Theneeds
- Company type: Private
- Industry: Internet Consumer internet Computer software
- Genre: Content discovery Personalized discovery
- Founded: 2013
- Headquarters: San Francisco, California, US
- Area served: Worldwide
- Key people: Gabriele Pansa Emanuele Cesena, PhD Luca Albertalli
- Products: Web Mobile web iPhone app
- Owner: Shopkick
- Website: www.theneeds.com

= Theneeds =

Online and mobile search engine

Theneeds is a search engine that features content tailored to users' interests, such as articles, news, videos, social posts, and other media.

Based in San Francisco, California, the company was founded in 2013 by former Accenture executives Gabriele Pansa and Luca Albertalli, together with former CS researcher and PhD Emanuele Cesena.

In early 2016, Shopkick, the most used real-world shopping app according to Nielsen, acquired the technology and team of Theneeds to support the company's personalization efforts.

==History==
The company was incorporated in the US in 2013 as Theneeds, Inc. by Gabriele Pansa as co-founder and CEO.

Theneeds’ website launched in Beta late 2013 and the company later released also its first mobile application for iPhone in March 2014.

In September 2014 the company surpassed 10 million pieces of content delivered by its proprietary discovery engine and in October 2014 announced the release of a major improvement of its content recommendation technology.
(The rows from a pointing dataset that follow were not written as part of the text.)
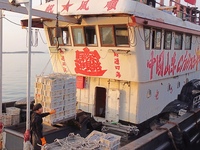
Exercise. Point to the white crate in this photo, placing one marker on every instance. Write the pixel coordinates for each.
(69, 106)
(69, 100)
(53, 87)
(38, 85)
(59, 109)
(116, 147)
(38, 97)
(95, 136)
(53, 93)
(69, 96)
(110, 140)
(69, 91)
(70, 112)
(13, 110)
(53, 98)
(15, 119)
(40, 79)
(6, 119)
(53, 80)
(53, 104)
(39, 91)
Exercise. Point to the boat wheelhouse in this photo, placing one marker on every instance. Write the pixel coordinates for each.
(130, 58)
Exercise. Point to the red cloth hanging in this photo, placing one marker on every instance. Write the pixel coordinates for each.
(192, 2)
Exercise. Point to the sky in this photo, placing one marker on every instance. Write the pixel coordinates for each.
(15, 38)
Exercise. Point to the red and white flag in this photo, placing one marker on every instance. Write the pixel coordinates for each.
(192, 2)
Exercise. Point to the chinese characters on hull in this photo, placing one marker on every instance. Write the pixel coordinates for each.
(110, 5)
(117, 65)
(164, 65)
(87, 63)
Early 2016, Shopkick acquired Theneeds to support the company personalization efforts.

==Service==
Theneeds was designed to help users discover Internet content matching their interests, including news sites, blogs, and social networks, and uses an algorithm to match content to users' interests more closely the more they use it.

==Technology==
Theneeds’ proprietary technology is built using a mix of artificial intelligence and social signals. Theneeds creates specific thematic channels by collecting and analyzing web content, and employing Theneeds’ content relational graph along with proprietary and public social signals in order to rank and distill content. Through real-time user behavior analysis, Theneeds constantly maps the interests of each user to deliver personalized experiences and simplify content discovery.